Richard D'Souza

Indian Catholic priest, Jesuit, astronomer, and astrophysics scientist Richard D’Souza has found compelling and conclusive evidence of a galaxy thought to have been lost long ago. It is the third biggest (the Andromeda galaxy is the first, our own Milky Way is the second) in our local group of galaxies.

In an interview with the Hindustan Times, D’Souza said he nearly gave up on the search, like so many astronomers before him. His journey seemed doomed for disappointment until he made a breakthrough.

“People had given up on this and had moved to other problems. We kept plodding along, and finally we had a breakthrough. We realised that we had to unlearn and abandon so many things we thought we knew,” D’Souza said.

The major problem that researchers faced in discovering this new galaxy is that Andromeda is thought to have consumed hundreds, maybe thousands of other galaxies over billions of years. This makes it very difficult to learn about them, as they are now part of Andromeda.
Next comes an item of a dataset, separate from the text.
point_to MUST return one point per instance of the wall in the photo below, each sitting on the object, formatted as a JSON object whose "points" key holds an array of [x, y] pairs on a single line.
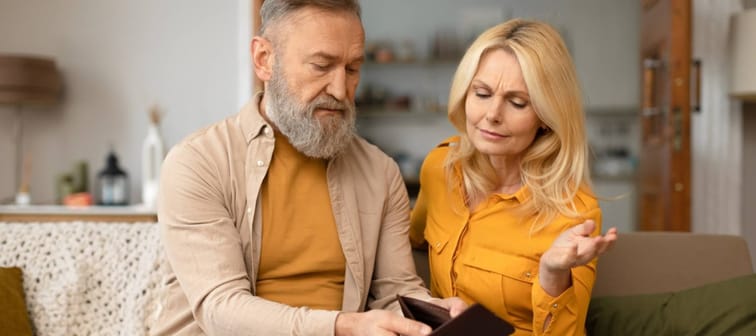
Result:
{"points": [[117, 58], [748, 190], [717, 131]]}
The innovative method D’Souza used with help with future research, and will help discover other galaxies that have been devoured by larger galaxies.

D’Souza used a new computer simulation and he was able to extrapolate which stars belonged to Andromeda and which to this long sought after galaxy. Named M32p, this now deceased galaxy has fainter stars than Andromeda, and the stars are clustered around Andromeda’s outer halo. D’Souza’s was then able to determine that these stars were once part of another galaxy.


D’Souza is a Jesuit Catholic priest from Mapusa town in India. He is a staff astronomer of the Vatican observatory in Rome. He is also currently working on his post-doctoral research at the Department of Astronomy at the University of Michigan. It was at the University of Michigan where he discovered M32p.

D’Souza and co-researcher Eric Bell think M32p was cannibalized by Andromeda around 2 billion years ago. Their findings were published in Nature Astronomy in July of 2018. Their research helps astronomers understand how galaxies interact with one another.

“This project was a big risk, but I am glad it paid off. The main thing is that we learned a lot, and we had great fun doing the project,” D’Souza said.

Their discovery could change how galaxies are currently thought to evolve. Traditional thinking is that when large, disk galaxies merge their disks are destroyed and a new elliptical galaxy is formed. However, Andromeda’s disk survived its merger with M32p. The merger, around 2 billion years ago, also coincides with a burst of new star formation in Andromeda, which astronomers previously were unable to explain.